Talk about Web caching-strong cache, negotiated cache

Source: Internet
Author: User
Tags http 200 browser cache

There are many articles about Web caching on the Internet, a summary today.

Why do you use caching

Caching is generally used for static resources such as CSS,JS, images, etc. for the following reasons:

    • Faster requests: By caching content in a local browser or a cache server (such as a CDN) that is closest to you, you can significantly speed up site loading without compromising site interaction.

    • Bandwidth savings: For cached files, you can reduce the request bandwidth even without requesting a network.

    • Reduce server pressure: In the case of a large number of user concurrent requests, the performance of the server is limited, at this time, some static resources placed in the network of multiple nodes, can play a balanced load role, reduce the pressure on the server.

Cache classification

The cache is divided into service side (server side, such as Nginx, Apache) and client side (side, such as Web browser).
The common server-side cache has CDN cache, which refers to the browser cache.

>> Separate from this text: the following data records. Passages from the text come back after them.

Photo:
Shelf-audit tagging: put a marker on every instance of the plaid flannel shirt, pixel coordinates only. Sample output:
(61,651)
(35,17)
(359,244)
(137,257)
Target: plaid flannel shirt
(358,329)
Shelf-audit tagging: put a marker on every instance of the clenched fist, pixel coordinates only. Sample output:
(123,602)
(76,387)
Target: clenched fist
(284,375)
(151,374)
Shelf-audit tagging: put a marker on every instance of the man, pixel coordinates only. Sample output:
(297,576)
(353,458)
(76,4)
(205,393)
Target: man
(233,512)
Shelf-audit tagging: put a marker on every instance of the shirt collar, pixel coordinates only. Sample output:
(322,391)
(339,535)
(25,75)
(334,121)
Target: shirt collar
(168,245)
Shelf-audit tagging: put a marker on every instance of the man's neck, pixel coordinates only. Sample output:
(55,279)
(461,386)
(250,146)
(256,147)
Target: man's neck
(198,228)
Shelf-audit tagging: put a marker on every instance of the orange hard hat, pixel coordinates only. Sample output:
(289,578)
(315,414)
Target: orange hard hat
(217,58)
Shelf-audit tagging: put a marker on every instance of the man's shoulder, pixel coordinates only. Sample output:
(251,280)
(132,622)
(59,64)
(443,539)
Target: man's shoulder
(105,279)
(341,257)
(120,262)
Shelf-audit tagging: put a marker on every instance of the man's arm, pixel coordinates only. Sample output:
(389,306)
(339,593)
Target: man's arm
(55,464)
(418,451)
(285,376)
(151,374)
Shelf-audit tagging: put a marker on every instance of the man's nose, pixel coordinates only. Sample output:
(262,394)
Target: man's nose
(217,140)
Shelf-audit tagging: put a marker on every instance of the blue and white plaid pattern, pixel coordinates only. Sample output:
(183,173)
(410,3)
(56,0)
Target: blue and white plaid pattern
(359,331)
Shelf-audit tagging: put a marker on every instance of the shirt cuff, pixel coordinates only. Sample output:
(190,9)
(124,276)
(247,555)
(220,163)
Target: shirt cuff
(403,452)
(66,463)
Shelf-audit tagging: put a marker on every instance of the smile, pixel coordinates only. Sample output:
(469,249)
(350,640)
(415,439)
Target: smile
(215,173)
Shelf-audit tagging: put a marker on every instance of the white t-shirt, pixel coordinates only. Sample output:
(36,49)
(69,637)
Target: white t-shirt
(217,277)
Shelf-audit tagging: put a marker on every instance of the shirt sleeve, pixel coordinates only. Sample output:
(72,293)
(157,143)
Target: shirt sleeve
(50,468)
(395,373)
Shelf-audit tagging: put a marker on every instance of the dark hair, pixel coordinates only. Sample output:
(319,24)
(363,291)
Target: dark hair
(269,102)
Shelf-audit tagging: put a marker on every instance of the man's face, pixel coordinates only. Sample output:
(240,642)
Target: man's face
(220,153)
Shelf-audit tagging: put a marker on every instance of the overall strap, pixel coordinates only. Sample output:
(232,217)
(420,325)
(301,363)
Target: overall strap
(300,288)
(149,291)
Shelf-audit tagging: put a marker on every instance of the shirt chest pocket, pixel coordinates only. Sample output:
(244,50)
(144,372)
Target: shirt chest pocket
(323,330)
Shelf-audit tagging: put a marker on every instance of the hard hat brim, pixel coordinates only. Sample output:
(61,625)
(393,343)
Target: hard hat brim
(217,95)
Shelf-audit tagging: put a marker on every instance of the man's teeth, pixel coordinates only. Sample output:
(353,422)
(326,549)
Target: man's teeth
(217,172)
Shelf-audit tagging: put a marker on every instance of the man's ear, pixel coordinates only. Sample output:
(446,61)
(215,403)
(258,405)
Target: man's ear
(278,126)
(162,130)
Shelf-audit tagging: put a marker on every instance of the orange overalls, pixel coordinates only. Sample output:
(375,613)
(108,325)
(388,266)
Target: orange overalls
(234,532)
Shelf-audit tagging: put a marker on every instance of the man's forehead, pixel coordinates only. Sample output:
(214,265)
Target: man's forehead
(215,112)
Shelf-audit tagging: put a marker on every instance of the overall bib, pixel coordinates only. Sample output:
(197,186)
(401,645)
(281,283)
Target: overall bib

Browser caching mechanism detailed cache type

The browser cache is divided into strong caches and negotiated caches :
1 Strong Cache : When the browser loads the resource, it determines whether it hits the strong cache based on some HTTP headers of the resource, and if the strong cache hits, the browser reads the resource directly from its own cache and does not send a request to the server. For example a CSS file, if the browser is loading its web page, the CSS file cache configuration hit a strong cache, the browser directly from the cache to load the CSS, even the request will not be sent to the Web server;
2 Negotiation Cache : When the strong cache is not hit, the browser must send a request to the server, through the server side according to the resources of the other HTTP header to verify whether the resource hit negotiate cache, if the negotiation cache hit, the server will return the request (304), But instead of returning the resource's data, it tells the client that the resource can be loaded directly from the cache, and then the browser will load the resource from its own cache, and if the request is missed, return the resource to the client and update the local cache data (200).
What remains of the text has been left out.